I removed the volume knob/power switch from the CB and tested those controls with the HHCH, success!
The power switch uses a 12v SPST relay to turn on the CB. One leg of the coil is always hot, the other is provided with ground by the power switch on the HHCH.
The volume was as simple as replacing one with the other. The CB had a 10K pot for volume, while the HHCH has a 20K. I removed the pot from the radio, and via the breadboard connected the volume knob on the HHCH. I added a 22Kohm resistor in parallel so that the maximum resistance would be approximately 10Kohm, although the difference in lower volumes with and without the resistor is negligible.
Next up to figure out will be squelch, it's going to take a bit of work as it's going to be a digital pot driven by the Arduino. I've not worked with digital pots before.
I had started this project a couple of years ago, but I honestly couldn't remember what kind of shape the radio was in. At the time I lacked any test equipment to properly check it. Any tests I would have done would have been over the air with an antenna and a second radio. To further complicate things, I apparently had dived straight in and ripped out the channel selector knob and attached wires to the appropriate pins on the PLL so that the Arduino could change channels. I even have a sketch that drives the HHCH and the PLL to do just that. But back to the present, I was still unsure about the state of the radio.

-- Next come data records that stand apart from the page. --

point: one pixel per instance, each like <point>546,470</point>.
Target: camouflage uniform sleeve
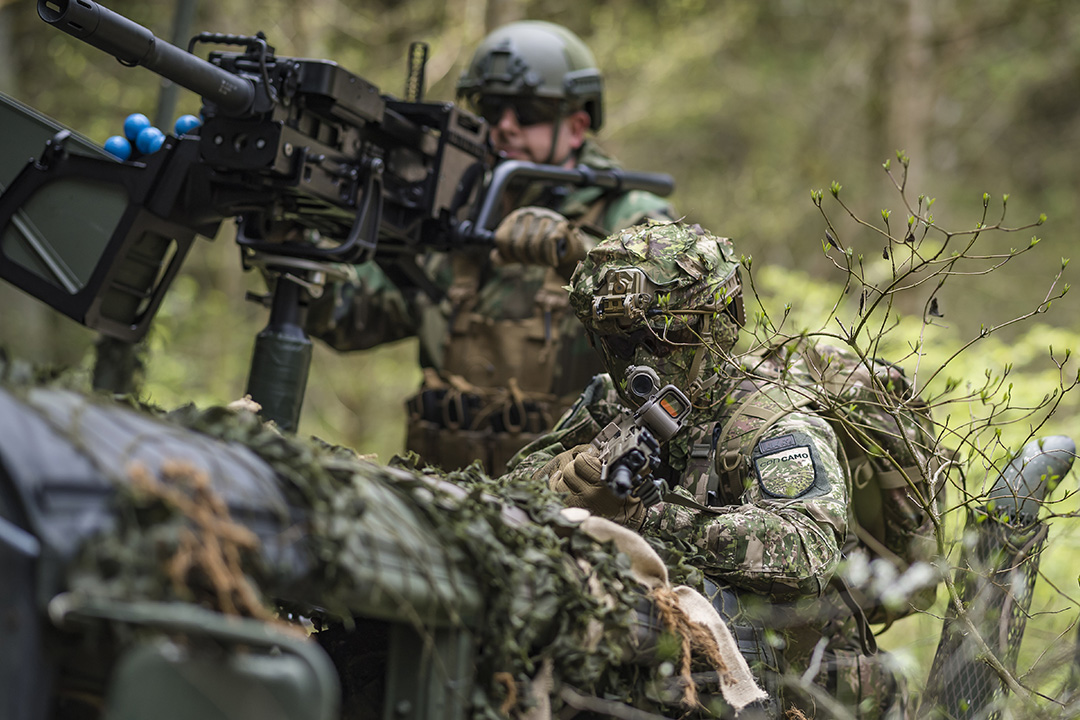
<point>784,541</point>
<point>363,311</point>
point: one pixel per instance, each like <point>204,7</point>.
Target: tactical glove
<point>538,235</point>
<point>577,474</point>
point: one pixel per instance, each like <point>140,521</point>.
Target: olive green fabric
<point>503,338</point>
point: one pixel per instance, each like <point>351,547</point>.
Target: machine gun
<point>630,446</point>
<point>314,164</point>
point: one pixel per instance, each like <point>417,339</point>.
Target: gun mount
<point>313,163</point>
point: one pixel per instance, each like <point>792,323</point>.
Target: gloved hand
<point>577,474</point>
<point>539,235</point>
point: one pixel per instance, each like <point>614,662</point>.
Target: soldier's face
<point>532,143</point>
<point>645,345</point>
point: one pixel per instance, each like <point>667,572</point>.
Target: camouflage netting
<point>493,555</point>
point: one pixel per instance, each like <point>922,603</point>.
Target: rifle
<point>630,446</point>
<point>315,165</point>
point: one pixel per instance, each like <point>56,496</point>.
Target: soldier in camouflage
<point>502,354</point>
<point>769,534</point>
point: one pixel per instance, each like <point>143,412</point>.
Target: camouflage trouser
<point>864,685</point>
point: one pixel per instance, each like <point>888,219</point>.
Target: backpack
<point>888,442</point>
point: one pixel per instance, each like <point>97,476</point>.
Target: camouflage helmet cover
<point>537,58</point>
<point>665,295</point>
<point>667,268</point>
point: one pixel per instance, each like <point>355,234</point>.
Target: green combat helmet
<point>535,59</point>
<point>663,295</point>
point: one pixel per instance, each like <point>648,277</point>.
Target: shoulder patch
<point>785,472</point>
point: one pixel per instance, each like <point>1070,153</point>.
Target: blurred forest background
<point>748,104</point>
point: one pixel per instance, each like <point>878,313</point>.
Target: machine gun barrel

With the radio connected to a service monitor I attempted to test it, but even with no audio into the proper pin on the mic jack I was getting 100% (or more, the monitor maxes out at 99.9%) modulation with all sorts of tones and chirps. Inspecting the radio and my test setup, the first thing I noticed was that several of the wires for the PLL channel selection had pulled out of the breadboard. At 30 AWG, they don't stay in very well. I soldered them to pin headers to prevent this from happening again. The problem persisted. The radio most likely remained on the selected channel (40) when the wires pulled out because it is selected by pulling all pins low. I can only assume that is the default state of the pins on the PLL.
The next logical place to look was the mic test cable. I removed it, and shorted the connections on the back of the mic jack manually and the radio keyed with a silent carrier as it should. So the problem was in my cable or my keying setup. I dismantled the connector on my mic cable, and in the process accidentally broke one of the wires off the connector. Now too short to reach, I had to completely redo the end of the cable, while I was at it I rearranged the wires so the colors would make a little more sense and made sure the mic audio was using the shielded coax inside the cable. It should be noted that the other end of this cable terminates to pin headers that plug into to breadboard.
With the mic cable redone, I was able to use it to key the radio with a nice silent carrier. When I applied a tone to the mic input it came across beautifully. I started to get a hunch as to where I went wrong, to confirm my suspicion I tried connecting the TX line from the mic cable to chassis GND instead of mic GND and sure enough, the audio went nuts again. My problem was that when I read "Grounded to Pin 1" on the mic datasheet I assumed it was the same as GND for the rest of the radio. This proved not to be the case.